In the wake of the Colorado horrors, lots of people want to know why gun control is not on the national agenda, with the usual responses about feckless liberals. While I certainly never hesitate to castigate the invertebracy of progressives, I think that there is a simpler answer:
Violent crime went down.
Crime rates are at lows not seen since the early 1960’s. Even in the era of shrinking police budgets, violent crimes are sharply down from their heights in the 70’s, 80’s, and early 90’s. It makes sense to try to solve the problems you have, not the problems that you used to have. (I should quickly add that this in no way should be taken to undermine Mark’s crime control research agenda, which I think is superb and should be immediately and lavishly funded!)

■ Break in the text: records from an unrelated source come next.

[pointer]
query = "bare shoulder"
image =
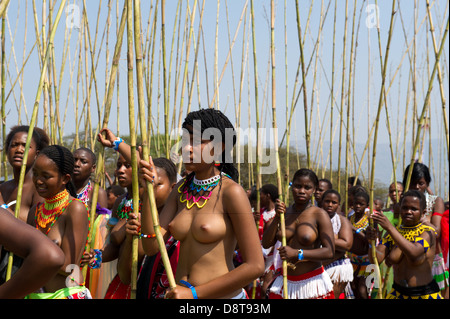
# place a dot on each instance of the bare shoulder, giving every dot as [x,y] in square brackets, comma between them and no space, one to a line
[344,220]
[77,207]
[232,189]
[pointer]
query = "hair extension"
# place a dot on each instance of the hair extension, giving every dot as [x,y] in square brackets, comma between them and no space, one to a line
[272,190]
[326,181]
[356,189]
[89,151]
[308,173]
[363,195]
[331,191]
[63,159]
[39,136]
[168,166]
[419,195]
[211,118]
[351,180]
[419,170]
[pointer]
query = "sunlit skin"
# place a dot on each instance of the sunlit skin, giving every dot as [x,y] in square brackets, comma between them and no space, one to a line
[323,186]
[70,230]
[162,189]
[395,192]
[206,262]
[411,264]
[307,227]
[343,240]
[8,189]
[207,235]
[84,167]
[434,218]
[360,243]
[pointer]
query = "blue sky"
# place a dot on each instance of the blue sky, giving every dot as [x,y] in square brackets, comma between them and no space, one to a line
[365,90]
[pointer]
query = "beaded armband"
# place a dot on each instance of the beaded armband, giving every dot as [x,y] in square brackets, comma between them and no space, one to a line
[117,143]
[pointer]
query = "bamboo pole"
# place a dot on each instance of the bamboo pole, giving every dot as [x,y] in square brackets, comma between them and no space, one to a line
[425,106]
[275,137]
[347,144]
[258,138]
[305,97]
[441,85]
[32,124]
[341,112]
[372,177]
[3,6]
[3,109]
[109,96]
[131,119]
[146,153]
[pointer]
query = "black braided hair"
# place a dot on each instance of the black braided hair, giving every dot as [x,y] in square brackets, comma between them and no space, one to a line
[212,118]
[308,173]
[39,136]
[64,160]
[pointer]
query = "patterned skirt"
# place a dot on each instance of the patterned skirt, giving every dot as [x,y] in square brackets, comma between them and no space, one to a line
[430,291]
[313,285]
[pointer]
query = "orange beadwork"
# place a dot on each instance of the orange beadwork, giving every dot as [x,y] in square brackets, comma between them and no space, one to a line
[51,209]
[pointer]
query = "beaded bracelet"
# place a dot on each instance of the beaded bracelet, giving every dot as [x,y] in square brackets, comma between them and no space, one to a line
[147,236]
[300,254]
[194,292]
[98,259]
[117,143]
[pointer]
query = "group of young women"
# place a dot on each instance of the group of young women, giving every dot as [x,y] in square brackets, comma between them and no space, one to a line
[207,223]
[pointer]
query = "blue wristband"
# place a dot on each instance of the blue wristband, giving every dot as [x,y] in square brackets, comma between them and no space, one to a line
[117,143]
[300,254]
[98,259]
[194,293]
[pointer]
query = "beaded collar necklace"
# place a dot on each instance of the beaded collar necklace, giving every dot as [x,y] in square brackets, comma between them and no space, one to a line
[84,194]
[197,192]
[49,211]
[126,206]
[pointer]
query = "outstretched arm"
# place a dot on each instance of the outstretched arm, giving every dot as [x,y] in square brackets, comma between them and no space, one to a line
[42,258]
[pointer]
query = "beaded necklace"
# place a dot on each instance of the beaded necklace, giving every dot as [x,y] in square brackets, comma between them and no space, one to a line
[411,234]
[126,206]
[361,224]
[84,194]
[192,190]
[50,210]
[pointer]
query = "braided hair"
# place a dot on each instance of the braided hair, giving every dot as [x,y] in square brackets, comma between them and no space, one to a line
[39,136]
[212,118]
[64,160]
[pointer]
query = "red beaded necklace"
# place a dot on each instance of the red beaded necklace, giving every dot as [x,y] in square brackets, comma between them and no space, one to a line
[49,211]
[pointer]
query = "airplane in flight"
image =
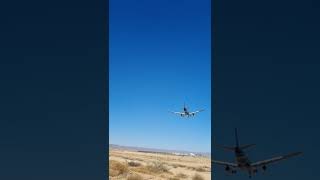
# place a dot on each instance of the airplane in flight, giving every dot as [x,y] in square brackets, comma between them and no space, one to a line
[243,162]
[186,113]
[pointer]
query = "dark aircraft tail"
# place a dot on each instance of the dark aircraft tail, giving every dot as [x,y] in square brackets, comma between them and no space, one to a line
[236,136]
[242,147]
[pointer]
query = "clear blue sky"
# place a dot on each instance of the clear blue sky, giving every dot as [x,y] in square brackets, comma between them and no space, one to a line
[160,58]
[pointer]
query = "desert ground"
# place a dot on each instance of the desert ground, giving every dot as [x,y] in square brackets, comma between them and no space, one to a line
[134,165]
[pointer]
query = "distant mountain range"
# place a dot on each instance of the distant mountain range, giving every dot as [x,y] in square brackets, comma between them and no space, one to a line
[132,148]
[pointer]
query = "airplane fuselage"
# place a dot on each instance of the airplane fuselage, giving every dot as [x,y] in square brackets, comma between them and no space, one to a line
[244,162]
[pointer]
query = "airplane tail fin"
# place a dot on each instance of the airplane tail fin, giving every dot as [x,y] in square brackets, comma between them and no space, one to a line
[236,136]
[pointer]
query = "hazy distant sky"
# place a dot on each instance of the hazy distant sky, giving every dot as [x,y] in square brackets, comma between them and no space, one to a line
[159,59]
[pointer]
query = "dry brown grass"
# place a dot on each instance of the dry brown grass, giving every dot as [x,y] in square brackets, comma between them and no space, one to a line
[154,168]
[135,177]
[157,168]
[116,168]
[200,169]
[134,164]
[197,177]
[174,178]
[181,175]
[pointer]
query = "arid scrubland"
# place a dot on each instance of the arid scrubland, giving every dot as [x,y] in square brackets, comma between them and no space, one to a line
[132,165]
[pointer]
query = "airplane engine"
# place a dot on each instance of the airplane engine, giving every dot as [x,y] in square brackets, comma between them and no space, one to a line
[227,168]
[264,167]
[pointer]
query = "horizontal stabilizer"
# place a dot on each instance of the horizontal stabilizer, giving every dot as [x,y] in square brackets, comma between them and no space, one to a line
[246,146]
[226,147]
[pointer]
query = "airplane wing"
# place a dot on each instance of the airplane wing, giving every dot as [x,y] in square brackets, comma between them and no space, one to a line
[180,113]
[195,112]
[225,163]
[275,159]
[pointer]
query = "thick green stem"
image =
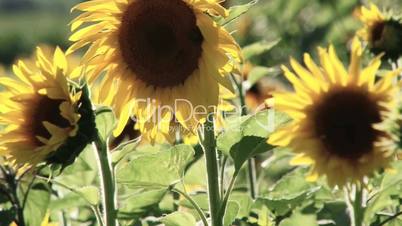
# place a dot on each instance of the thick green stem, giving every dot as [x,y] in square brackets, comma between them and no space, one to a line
[194,204]
[355,205]
[252,174]
[107,181]
[209,146]
[225,200]
[358,209]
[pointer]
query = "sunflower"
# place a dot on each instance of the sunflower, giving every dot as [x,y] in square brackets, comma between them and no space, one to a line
[155,52]
[38,111]
[335,115]
[382,32]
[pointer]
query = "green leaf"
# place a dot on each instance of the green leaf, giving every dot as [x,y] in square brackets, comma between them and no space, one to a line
[258,48]
[259,72]
[383,198]
[201,199]
[247,148]
[246,203]
[298,218]
[179,219]
[7,216]
[91,194]
[140,199]
[236,11]
[261,124]
[85,196]
[264,217]
[82,172]
[37,203]
[232,211]
[105,121]
[335,212]
[288,193]
[155,170]
[123,150]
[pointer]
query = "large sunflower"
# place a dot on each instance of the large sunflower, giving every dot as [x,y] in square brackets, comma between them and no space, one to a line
[156,50]
[335,115]
[382,32]
[38,112]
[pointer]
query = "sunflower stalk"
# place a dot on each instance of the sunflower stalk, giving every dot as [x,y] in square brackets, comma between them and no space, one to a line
[107,181]
[209,147]
[356,208]
[252,174]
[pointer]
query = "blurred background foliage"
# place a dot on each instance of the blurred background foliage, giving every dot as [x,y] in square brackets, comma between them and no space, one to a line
[300,24]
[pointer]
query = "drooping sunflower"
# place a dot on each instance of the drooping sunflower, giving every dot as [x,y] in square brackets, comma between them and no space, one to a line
[39,112]
[335,115]
[382,32]
[156,52]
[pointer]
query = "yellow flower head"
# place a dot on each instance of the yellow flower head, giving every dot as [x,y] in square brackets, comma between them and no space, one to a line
[156,50]
[38,111]
[381,32]
[373,21]
[335,115]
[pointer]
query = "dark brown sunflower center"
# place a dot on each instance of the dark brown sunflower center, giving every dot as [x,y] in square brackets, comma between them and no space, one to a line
[377,31]
[160,41]
[344,122]
[44,109]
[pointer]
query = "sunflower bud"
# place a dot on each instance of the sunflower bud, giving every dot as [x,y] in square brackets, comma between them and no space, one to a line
[69,151]
[387,38]
[383,33]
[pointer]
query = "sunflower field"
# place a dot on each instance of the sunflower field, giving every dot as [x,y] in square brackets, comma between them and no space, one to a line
[200,113]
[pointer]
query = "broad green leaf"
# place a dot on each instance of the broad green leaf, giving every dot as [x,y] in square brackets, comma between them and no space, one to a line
[380,201]
[277,165]
[236,11]
[85,196]
[123,150]
[82,172]
[247,148]
[201,199]
[155,170]
[258,48]
[336,212]
[264,218]
[383,198]
[297,218]
[138,201]
[245,201]
[7,216]
[261,124]
[105,121]
[259,72]
[288,193]
[195,176]
[179,219]
[232,210]
[37,203]
[91,194]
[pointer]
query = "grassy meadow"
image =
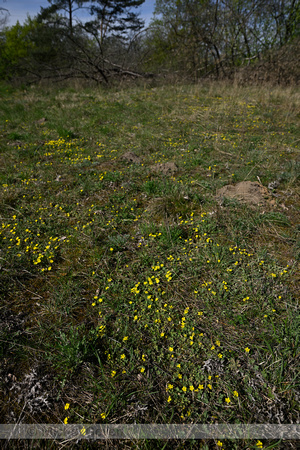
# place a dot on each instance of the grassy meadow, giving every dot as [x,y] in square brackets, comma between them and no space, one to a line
[129,292]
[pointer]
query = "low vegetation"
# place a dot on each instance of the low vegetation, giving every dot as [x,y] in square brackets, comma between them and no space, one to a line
[131,292]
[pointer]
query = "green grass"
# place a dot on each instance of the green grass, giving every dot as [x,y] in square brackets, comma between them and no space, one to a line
[135,296]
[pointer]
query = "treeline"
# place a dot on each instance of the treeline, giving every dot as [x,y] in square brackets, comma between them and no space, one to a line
[104,40]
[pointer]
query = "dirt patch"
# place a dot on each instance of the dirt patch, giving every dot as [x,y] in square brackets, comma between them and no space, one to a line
[131,157]
[249,192]
[165,168]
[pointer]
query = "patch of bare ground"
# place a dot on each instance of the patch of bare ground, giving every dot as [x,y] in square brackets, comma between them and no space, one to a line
[252,193]
[168,168]
[131,157]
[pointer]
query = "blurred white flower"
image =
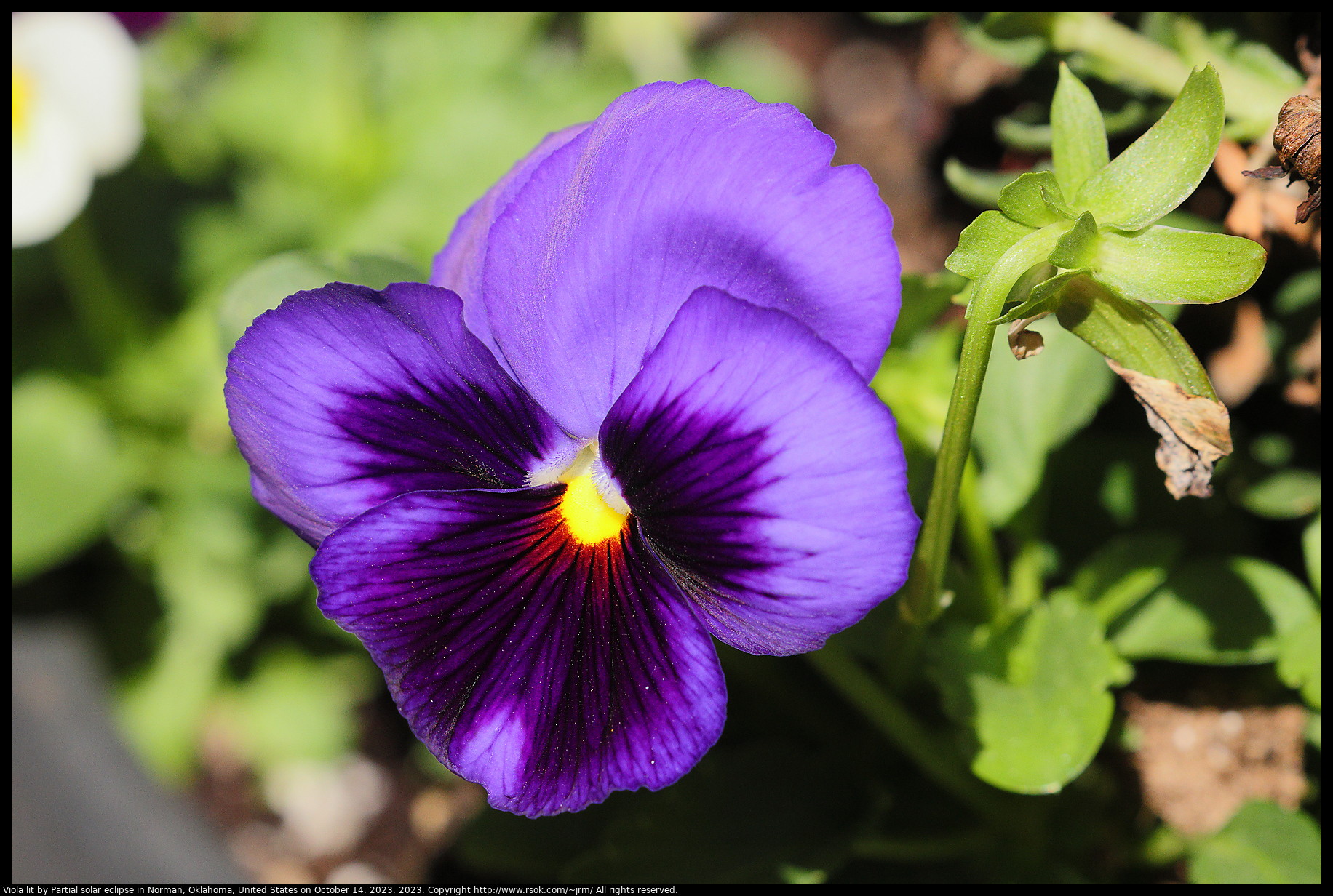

I think that this really highlights the often-mentioned difference between American progressives and conservatives. Progressives are basically pragmatists, trying to solve public policy problems. Conservatives see everything as a matter of High Principle, even when the principle itself is obscure (e.g. foaming at the mouth about “liberty” in the health care context but not caring one whit about it when it comes to surveillance, state secrets, or other civil liberties). Progressives began to support gun control because it seemed like a useful way to reduce violence. Despite the fantasies swirling around the fever swamps on the Right, there was no conspiracy. Many progressives might not understand or take to gun culture, but they — we — don’t have a problem with it as long as it doesn’t hurt anyone.
Note how this turns one of traditional calumnies against liberalism on its head. American progressives actually don’t have abstract utopian dreams of how to engineer society. They — we — see a problem and say: okay, how can we fix it? It is conservatives who actually revel in abstractions, whether it was the “activity/inactivity” distinction made famous in the health care cases, or the “free market” that exists nowhere but in the imagination of the Cato Institute, or the “policy of strength” that now animates right-wing foreign policy “thinkers” totally untethered from any actual facts about the world, or even strange fears of same-sex marriage undermining traditional marriage with no notion of how that would actually work.
Of course, sensible gun controls like limiting high-capacity magazines (which might have saved lives in Colorado) or closing gun show loopholes are clearly good policy. But they aren’t as salient because of the reduction in violence.
I wish that conditions warranted caving on all issues. If conservatives have an actual plan to cover the uninsured, and it could actually work, I’m sure progressives would join them. The Right would then abandon their policy. Oh, wait: that already happened.